AIDS, new and improved!

“AIDS 2.0” has its own Wikipedia page. It refers to an epidemic of HIV-analogous AIDS in China, where of course the people affected do not test HIV+. If this media frenzy is to be believed, we here have proof, at the very least, that HIV is not an exclusive cause of AIDS – if we happened to grant that HIV exists and is dangerous.

However, it’s perhaps much better to apply Occam’s razor and state that AIDS has always been a multi-factorial disease; no need to give AIDS a software revision extension. If we believe the problem in China is environmental, why cannot we believe that the problem in Africa is too, fuelled by poverty? The big clue being that there’s no gender disparity in the disease compared to the western world.
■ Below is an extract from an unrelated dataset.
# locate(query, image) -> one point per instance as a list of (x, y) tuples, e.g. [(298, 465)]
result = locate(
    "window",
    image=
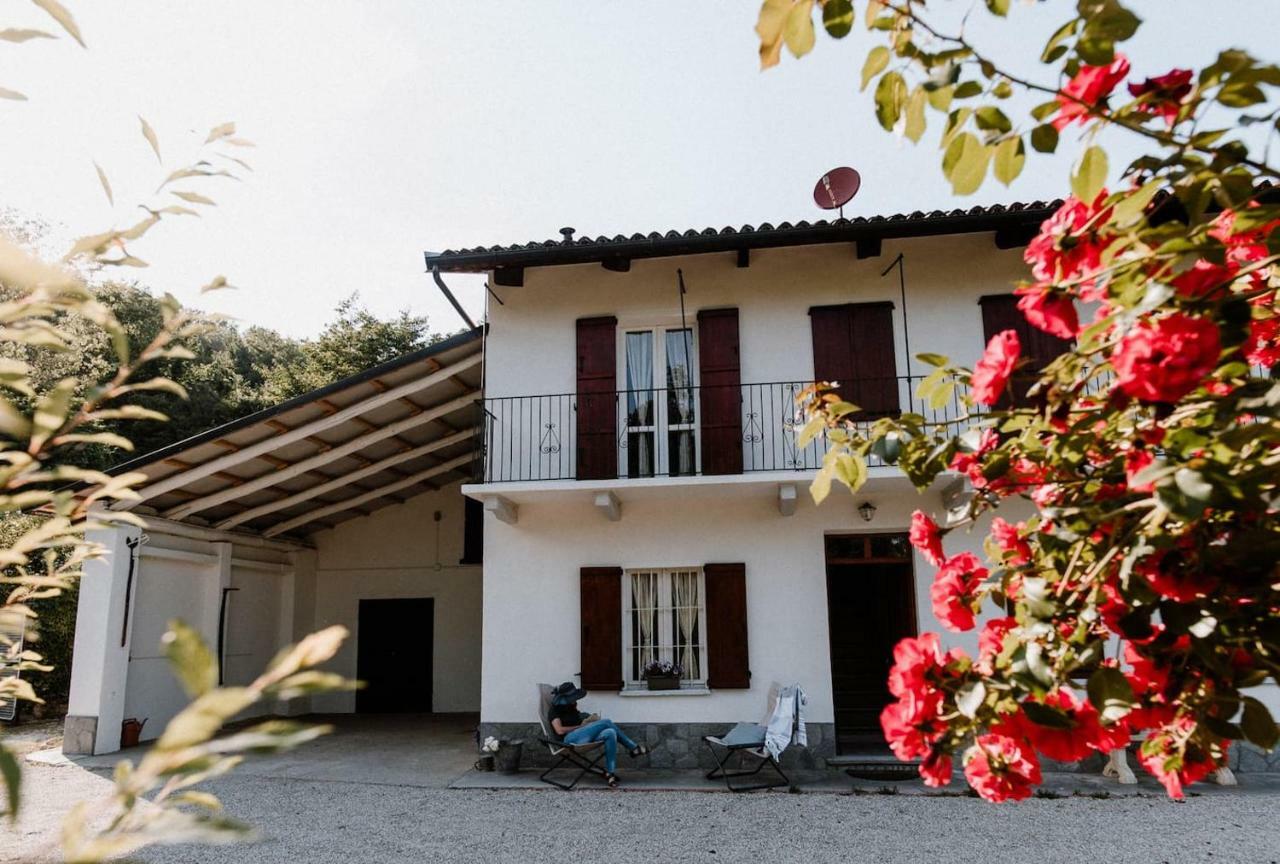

Vitamin D expert Dr. William B. Grant kindly read the HIV/AIDS chapter in Prescribing Sunshine…  and concluded “What I wonder is whether it is possible to advance the vitamin D story without also claiming that there is not an HIV virus?”  While I deeply respect his viewpoint, why aren’t we allowed to question the existence and pathogenicity of HIV at the same time?

You would think that HIV-negativity is a sufficient reason to define a 2.0 AIDS (even if temporarily), but you have to remember that HIV positivity is not an exclusive requirement under AIDS 1.0. A ‘1.1. service pack’ suggests that you can just require a low CD4 count to count as an AIDS patient.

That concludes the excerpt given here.